Hezekiah concentrated his defense outside Jerusalem on two sides: the passes to Jerusalem, especially those near the border of Samaria (Gibeon+Mizpah), and the three (four?) fortified cities in the Shephelah (Beth-Shemesh, Lachish, and Azekah, and possibly Socoh). He did not concentrate his defense on the Beersheba Valley. Why? Because Sennacherib had a purpose for taking over Gibeon, Mizpah, and the Shephelah. He did not, however have any clear purpose for taking over the Beersheba Valley. Why? Because the Shephelah made Judah far too politically influential in Philistia for Assyria to allow, and, more importantly, it could be administered by Ashdod and Gaza. Mizpah and Gibeon could be used to stop trade coming to Judah from the Assyrian provinces in the North or be used as springboards to take over the southern part of the province of Samaria. Both could also be administered as unfortified cities within Samaria.
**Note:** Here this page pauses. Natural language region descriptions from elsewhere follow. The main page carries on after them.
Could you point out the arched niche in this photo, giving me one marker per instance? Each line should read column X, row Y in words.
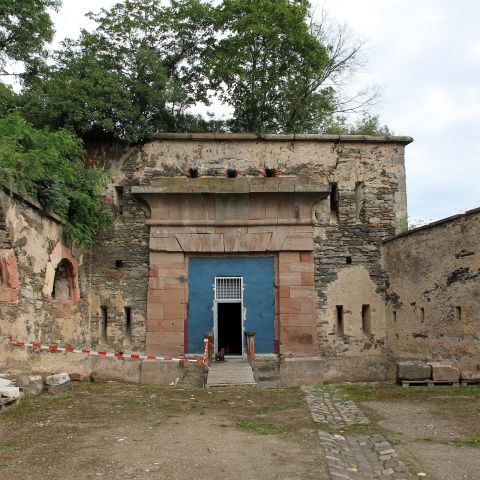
column 9, row 282
column 61, row 278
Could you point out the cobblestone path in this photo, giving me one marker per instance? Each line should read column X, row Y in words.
column 362, row 458
column 358, row 457
column 330, row 407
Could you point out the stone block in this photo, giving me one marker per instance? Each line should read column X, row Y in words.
column 470, row 375
column 58, row 389
column 5, row 382
column 10, row 393
column 413, row 371
column 159, row 373
column 57, row 379
column 79, row 377
column 444, row 372
column 31, row 384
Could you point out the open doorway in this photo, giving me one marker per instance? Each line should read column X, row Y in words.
column 229, row 318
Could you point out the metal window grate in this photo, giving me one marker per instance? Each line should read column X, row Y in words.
column 229, row 288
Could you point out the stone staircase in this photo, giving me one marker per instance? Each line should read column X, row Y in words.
column 232, row 372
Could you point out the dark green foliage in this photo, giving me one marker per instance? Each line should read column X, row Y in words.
column 269, row 67
column 48, row 167
column 25, row 26
column 149, row 62
column 137, row 73
column 367, row 124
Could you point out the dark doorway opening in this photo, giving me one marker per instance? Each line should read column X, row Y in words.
column 229, row 321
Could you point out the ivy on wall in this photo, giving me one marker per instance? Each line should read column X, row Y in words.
column 48, row 167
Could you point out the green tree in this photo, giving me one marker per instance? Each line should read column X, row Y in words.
column 367, row 124
column 25, row 26
column 149, row 62
column 137, row 73
column 279, row 69
column 48, row 167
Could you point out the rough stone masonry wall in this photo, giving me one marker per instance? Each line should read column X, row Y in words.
column 31, row 246
column 433, row 309
column 118, row 265
column 370, row 177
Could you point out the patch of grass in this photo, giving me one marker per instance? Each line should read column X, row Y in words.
column 9, row 446
column 466, row 442
column 257, row 427
column 364, row 392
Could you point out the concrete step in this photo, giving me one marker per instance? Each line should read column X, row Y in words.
column 234, row 371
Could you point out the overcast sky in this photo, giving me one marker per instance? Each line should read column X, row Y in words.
column 425, row 57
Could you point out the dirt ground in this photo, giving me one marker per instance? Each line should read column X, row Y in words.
column 118, row 431
column 437, row 430
column 115, row 431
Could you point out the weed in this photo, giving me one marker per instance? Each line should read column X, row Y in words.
column 257, row 427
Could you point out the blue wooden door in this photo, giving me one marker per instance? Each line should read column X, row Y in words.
column 258, row 297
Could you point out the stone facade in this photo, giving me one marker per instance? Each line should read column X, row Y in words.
column 31, row 249
column 165, row 218
column 434, row 294
column 325, row 208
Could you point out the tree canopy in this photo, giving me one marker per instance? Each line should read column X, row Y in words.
column 148, row 64
column 25, row 26
column 48, row 166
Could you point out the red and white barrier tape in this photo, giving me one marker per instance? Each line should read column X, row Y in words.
column 88, row 351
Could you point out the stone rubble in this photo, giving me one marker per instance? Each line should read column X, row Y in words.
column 331, row 408
column 362, row 458
column 353, row 457
column 30, row 384
column 58, row 383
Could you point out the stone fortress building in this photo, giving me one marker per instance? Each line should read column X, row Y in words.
column 293, row 237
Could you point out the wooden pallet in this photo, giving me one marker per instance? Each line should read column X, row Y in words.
column 469, row 382
column 428, row 383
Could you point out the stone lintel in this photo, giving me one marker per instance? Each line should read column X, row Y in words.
column 230, row 223
column 243, row 137
column 222, row 185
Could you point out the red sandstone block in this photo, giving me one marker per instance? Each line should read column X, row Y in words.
column 287, row 279
column 162, row 326
column 308, row 278
column 172, row 311
column 164, row 338
column 306, row 257
column 301, row 267
column 284, row 292
column 155, row 311
column 167, row 259
column 165, row 350
column 154, row 324
column 290, row 305
column 302, row 292
column 156, row 296
column 309, row 307
column 156, row 283
column 289, row 257
column 297, row 319
column 174, row 296
column 171, row 272
column 175, row 281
The Beersheba Valley, meanwhile, was a vital trade artery, offered very little threat of political influence in Edom or Gaza, and could not be competently administered by any polity except Judah. Exiling the population of the Beersheba Valley would, as Hezekiah likely reasoned, be the last part of Judah Sennacherib would want to attack.

Of course, the Assyrians did end up destroying the Beersheba Valley, probably as a make-work project for Judah, to keep it from growing too strong again any time soon.